Cette attitude un brin méprisante envers la petite épargne a connu son paroxysme avec l’affaire Madoff, laquelle a mis sérieusement en doute la crédibilité de la place financière ainsi que la solidité du contrôle prudentiel. On ne peut pas garantir à cent pour cent aux clients l’absence de défaillance d’une banque, se justifie-t-on dans le rapport annuel de la CSSF, rappelant que l’objectif de protection de l’épargne est une obligation de moyen et non de résultat. Contenter les attentes du public, qui s’attend à zéro défaut d’une place financière, induirait un « changement profond de méthodologie de surveillance » sans doute difficilement compatible avec le modèle libéral et minimaliste qui a toujours prévalu au Luxembourg. Mais, là encore, les temps ont changé. La pression internationale et le discours volontiers moralisateur du Premier ministre Jean-Claude Juncker ont mis à mal les anciens schémas de pensée. « Compte tenu de l’expérience vécue avec la crise, lit-on dans le rapport 2008, il devient de plus en plus évident que le régulateur doit, dans certaines circonstances, intervenir directement dans la politique commerciale des banques. »

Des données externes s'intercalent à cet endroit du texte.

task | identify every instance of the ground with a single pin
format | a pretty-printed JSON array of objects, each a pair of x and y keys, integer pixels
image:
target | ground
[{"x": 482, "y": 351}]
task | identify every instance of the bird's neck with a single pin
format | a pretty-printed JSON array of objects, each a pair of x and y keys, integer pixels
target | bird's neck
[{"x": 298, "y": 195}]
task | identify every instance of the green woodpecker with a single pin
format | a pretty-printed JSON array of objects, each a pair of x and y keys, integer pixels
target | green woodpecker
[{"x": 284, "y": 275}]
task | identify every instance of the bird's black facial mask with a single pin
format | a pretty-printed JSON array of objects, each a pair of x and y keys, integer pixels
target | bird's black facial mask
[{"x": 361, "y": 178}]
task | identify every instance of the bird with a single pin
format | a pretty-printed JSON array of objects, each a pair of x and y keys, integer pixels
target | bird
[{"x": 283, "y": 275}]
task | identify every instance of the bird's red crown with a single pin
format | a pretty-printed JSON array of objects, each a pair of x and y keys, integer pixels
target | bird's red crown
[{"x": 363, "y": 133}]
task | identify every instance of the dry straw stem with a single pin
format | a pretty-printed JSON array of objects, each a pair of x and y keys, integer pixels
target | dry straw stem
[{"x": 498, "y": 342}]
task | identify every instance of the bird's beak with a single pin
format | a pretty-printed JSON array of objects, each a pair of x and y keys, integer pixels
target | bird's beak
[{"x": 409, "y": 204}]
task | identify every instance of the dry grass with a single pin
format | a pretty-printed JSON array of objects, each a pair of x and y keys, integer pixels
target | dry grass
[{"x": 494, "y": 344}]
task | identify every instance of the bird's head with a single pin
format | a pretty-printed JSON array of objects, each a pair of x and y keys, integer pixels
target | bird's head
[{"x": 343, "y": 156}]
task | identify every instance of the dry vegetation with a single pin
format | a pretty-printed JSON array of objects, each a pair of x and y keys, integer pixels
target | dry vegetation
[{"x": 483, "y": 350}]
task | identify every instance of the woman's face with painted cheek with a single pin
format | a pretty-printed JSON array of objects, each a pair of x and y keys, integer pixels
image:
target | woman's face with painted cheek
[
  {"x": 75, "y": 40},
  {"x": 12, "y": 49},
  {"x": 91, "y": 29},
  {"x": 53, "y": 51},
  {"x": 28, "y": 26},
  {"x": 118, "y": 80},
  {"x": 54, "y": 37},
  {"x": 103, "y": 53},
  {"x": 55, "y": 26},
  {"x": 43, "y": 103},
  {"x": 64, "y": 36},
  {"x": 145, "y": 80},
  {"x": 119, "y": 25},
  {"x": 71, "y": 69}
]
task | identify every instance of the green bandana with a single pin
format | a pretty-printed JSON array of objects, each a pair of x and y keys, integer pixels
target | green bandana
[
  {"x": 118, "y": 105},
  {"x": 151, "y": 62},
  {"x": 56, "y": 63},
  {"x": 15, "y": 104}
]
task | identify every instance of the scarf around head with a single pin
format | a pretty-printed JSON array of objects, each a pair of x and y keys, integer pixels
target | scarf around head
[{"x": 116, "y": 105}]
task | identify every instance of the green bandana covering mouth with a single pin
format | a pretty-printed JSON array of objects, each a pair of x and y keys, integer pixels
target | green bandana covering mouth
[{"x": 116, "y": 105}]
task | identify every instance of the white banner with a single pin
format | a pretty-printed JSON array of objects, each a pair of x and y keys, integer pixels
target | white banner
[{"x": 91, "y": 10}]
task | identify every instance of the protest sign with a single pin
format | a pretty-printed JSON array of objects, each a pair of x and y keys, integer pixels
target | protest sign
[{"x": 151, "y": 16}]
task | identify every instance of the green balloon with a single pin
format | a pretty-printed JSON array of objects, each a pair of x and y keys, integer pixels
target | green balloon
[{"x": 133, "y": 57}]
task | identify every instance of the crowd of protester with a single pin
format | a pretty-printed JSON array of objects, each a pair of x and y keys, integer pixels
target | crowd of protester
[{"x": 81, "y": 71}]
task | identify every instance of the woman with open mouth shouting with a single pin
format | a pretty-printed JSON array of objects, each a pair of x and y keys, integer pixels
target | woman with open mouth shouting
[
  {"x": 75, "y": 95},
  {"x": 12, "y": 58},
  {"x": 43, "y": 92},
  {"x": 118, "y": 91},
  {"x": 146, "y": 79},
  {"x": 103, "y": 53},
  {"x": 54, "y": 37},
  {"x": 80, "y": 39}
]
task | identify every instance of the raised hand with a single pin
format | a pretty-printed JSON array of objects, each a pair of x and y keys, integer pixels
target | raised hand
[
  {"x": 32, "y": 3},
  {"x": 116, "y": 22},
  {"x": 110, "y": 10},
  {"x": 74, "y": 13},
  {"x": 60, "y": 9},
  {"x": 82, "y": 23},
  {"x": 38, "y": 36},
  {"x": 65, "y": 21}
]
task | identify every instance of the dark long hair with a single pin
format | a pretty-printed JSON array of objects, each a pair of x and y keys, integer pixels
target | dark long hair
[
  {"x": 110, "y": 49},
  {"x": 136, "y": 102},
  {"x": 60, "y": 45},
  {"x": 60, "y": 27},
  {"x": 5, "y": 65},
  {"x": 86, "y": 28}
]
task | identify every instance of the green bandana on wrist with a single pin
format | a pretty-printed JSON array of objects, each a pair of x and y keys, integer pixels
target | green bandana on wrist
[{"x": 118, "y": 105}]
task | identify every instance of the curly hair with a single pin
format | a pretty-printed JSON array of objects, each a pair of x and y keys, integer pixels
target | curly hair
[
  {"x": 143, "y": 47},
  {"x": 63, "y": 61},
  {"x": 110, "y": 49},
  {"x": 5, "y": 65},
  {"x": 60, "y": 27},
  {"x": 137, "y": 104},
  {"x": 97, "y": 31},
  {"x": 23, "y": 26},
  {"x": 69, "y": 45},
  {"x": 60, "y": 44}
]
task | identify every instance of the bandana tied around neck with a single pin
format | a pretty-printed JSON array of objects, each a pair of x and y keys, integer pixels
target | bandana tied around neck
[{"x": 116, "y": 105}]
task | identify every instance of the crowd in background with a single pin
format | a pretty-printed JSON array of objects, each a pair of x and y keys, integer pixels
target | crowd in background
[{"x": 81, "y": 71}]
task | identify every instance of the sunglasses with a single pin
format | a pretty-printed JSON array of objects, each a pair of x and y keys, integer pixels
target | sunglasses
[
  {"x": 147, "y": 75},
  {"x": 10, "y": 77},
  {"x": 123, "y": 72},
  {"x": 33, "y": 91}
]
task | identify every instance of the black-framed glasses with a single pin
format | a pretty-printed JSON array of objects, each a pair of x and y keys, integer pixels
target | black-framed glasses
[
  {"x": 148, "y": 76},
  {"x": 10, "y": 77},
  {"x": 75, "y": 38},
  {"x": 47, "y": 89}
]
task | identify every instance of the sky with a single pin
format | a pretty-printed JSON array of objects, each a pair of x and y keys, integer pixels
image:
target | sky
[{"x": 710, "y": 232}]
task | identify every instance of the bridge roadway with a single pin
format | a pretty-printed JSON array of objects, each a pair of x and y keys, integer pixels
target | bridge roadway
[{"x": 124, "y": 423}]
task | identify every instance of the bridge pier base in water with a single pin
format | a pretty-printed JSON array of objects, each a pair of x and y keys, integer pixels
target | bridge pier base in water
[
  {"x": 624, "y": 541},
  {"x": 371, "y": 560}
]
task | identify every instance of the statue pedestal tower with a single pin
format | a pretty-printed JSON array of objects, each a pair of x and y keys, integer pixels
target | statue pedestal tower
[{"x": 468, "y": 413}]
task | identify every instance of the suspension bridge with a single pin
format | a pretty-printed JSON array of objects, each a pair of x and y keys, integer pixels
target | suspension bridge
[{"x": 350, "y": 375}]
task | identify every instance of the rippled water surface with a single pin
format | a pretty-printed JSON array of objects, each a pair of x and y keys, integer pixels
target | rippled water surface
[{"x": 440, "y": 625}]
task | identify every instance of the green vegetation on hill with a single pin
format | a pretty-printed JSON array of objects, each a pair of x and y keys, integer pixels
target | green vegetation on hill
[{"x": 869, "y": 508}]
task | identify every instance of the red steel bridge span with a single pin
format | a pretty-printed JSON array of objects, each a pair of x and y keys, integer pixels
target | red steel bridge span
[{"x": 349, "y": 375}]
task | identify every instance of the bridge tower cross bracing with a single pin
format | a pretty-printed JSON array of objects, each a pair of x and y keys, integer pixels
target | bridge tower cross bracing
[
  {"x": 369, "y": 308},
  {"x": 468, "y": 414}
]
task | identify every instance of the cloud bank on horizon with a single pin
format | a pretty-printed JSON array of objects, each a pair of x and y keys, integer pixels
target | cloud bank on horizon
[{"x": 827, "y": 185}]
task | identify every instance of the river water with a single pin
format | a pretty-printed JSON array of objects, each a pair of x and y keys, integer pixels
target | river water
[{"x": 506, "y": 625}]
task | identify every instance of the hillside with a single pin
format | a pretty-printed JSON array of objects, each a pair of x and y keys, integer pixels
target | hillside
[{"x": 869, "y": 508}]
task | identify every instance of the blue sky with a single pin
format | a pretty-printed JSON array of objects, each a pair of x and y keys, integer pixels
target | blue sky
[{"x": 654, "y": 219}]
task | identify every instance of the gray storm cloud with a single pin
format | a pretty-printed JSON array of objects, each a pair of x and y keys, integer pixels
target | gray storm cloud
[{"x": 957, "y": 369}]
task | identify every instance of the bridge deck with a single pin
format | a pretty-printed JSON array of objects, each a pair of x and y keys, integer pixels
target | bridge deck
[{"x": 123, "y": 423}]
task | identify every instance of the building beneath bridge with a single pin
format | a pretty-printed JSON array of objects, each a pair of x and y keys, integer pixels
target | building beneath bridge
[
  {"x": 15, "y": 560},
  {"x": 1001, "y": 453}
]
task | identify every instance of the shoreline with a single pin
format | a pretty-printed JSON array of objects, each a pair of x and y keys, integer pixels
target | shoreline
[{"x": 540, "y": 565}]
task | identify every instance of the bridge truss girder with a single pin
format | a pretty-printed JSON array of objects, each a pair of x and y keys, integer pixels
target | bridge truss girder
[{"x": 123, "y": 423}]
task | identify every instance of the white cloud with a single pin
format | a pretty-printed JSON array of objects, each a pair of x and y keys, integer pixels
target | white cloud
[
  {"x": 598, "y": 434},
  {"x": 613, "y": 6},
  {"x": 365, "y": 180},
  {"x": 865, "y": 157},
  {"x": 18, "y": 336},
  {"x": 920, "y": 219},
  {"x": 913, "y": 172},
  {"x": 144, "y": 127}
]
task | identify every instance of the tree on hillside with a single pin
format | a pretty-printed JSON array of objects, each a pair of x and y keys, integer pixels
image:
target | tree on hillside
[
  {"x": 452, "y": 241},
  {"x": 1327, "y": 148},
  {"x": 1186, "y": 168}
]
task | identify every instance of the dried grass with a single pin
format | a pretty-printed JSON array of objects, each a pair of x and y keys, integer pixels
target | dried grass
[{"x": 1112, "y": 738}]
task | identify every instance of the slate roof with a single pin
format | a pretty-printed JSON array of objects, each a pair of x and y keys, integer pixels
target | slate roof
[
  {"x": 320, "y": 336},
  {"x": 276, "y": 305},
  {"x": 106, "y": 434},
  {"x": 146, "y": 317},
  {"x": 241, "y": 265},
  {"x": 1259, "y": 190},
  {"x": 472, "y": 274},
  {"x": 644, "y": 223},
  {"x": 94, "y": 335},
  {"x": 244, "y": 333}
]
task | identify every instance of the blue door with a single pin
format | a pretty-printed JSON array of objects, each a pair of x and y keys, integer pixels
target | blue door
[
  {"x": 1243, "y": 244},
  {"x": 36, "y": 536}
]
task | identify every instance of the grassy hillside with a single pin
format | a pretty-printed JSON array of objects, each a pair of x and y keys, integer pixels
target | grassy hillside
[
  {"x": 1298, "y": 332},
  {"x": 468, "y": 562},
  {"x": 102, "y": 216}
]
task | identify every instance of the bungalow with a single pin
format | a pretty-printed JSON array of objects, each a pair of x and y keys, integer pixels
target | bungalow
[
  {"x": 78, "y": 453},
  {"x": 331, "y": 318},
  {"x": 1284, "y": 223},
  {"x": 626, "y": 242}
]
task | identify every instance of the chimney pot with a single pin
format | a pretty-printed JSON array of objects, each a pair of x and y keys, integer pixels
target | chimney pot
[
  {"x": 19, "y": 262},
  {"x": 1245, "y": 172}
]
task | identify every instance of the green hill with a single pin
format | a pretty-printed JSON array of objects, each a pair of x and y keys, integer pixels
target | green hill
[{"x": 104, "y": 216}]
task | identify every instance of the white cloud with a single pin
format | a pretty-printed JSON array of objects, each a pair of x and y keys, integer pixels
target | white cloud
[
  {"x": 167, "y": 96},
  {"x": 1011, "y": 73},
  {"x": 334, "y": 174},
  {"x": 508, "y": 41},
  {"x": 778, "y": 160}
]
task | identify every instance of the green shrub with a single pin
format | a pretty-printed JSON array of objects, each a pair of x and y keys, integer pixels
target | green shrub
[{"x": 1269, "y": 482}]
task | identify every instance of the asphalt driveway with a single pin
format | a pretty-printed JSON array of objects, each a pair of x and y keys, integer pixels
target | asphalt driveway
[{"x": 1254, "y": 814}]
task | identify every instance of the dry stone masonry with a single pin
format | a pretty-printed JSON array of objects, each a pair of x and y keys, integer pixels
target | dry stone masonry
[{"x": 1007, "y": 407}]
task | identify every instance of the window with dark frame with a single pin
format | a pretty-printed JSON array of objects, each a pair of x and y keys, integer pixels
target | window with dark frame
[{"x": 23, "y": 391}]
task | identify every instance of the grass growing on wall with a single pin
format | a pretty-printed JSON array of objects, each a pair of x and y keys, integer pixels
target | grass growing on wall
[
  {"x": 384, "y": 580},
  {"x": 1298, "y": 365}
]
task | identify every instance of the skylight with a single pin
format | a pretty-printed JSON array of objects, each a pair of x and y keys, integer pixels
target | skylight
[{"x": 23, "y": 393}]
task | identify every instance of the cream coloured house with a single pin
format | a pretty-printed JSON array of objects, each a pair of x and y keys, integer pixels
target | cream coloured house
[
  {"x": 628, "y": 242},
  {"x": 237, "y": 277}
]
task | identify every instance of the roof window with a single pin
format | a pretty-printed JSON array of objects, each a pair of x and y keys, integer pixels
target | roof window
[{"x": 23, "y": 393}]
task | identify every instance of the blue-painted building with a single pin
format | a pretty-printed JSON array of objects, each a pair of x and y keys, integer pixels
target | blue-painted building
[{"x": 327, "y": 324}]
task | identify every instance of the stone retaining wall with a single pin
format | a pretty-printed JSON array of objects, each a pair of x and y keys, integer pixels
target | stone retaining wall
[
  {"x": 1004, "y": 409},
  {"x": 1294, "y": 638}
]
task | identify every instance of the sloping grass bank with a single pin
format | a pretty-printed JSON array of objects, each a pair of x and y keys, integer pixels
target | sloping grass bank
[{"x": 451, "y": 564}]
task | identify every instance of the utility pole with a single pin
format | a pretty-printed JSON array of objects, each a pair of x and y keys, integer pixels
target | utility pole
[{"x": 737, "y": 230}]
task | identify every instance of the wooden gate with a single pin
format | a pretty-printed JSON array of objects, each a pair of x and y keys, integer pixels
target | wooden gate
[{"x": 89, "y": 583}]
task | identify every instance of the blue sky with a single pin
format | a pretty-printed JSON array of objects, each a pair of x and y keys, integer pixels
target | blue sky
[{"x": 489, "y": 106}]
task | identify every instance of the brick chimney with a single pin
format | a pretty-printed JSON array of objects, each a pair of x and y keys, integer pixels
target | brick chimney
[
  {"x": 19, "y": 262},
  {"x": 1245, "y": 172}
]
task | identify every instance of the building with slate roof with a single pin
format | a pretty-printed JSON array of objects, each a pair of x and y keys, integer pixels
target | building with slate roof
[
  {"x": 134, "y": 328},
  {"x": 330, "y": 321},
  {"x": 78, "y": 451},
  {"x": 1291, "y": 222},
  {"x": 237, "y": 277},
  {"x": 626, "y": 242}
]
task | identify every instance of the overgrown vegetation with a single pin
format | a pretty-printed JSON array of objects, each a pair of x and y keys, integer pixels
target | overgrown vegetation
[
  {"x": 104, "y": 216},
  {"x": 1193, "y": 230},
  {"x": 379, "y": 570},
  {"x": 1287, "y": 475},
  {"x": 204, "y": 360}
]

Cette philosophie trouvera-t-elle ses marques à Luxembourg, qui se caractérise par un cadre légal étriqué où le droit d’intervention de la CSSF est réduit au minimum syndical ? Il existe peu d’exemples en Europe où les pouvoirs du régulateur sont aussi réduits qu’au grand-duché. Reste à savoir si Jean Guill, le nouveau maître des lieux, aura le cran de remettre en cause un modèle qui a permis à Luxembourg de figurer dans le Top dix des plus grands centres financiers du monde, précisément en raison de sa souplesse et de sa flexibilité. Et si les politiques auront, de leur côté, la volonté de mettre leurs déclarations de bonne intention à exécution. Il paraît quand même que le secteur financier lui-même est demandeur de davantage de régulation. Il faut maintenant juger de la sincérité de telles assertions.